Gauche démocratique : wake-up !
La langueur avec laquelle la gauche démocratique française se restructure n’est pas à la hauteur des attentes de son électorat. Il est temps de se réveiller.
Le congrès socialiste n’en finit plus d’hésiter. La table est dressée et les convives hésitent entre reconduction fauriste au sombre bilan pourtant sans équivoque et renouveau directionnel pluriel permettant de s’adresser à la social-démocratie hors les murs.
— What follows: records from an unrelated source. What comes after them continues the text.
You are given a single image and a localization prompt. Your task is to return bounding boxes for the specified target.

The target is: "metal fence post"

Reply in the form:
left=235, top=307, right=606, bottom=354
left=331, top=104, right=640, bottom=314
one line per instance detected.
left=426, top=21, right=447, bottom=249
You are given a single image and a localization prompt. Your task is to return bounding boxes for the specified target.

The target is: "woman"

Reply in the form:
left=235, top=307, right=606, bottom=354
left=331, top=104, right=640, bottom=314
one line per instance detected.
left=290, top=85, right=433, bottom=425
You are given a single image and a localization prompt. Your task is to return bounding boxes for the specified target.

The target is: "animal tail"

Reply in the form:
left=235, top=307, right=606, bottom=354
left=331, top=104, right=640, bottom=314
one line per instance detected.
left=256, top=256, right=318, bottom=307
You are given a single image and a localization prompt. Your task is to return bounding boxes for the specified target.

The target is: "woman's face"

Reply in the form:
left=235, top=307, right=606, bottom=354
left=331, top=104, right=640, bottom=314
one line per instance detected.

Boris Vallaud, faiseur de roi annoncé, confirme un trait de caractère déjà connu : l’hésitation opportune pour les uns, l’indécision pour les autres. Difficile en effet, de vendre la synthèse sans trancher un certain nombre de questions au préalable. Les conciliabules se multiplient et les réflexes légitimistes militants au sein des fédérations, n’écartent aucune option. Dépasser le traumatisme branquignol du congrès de Marseille ne suffit pas quand les plaies demeurent à vif.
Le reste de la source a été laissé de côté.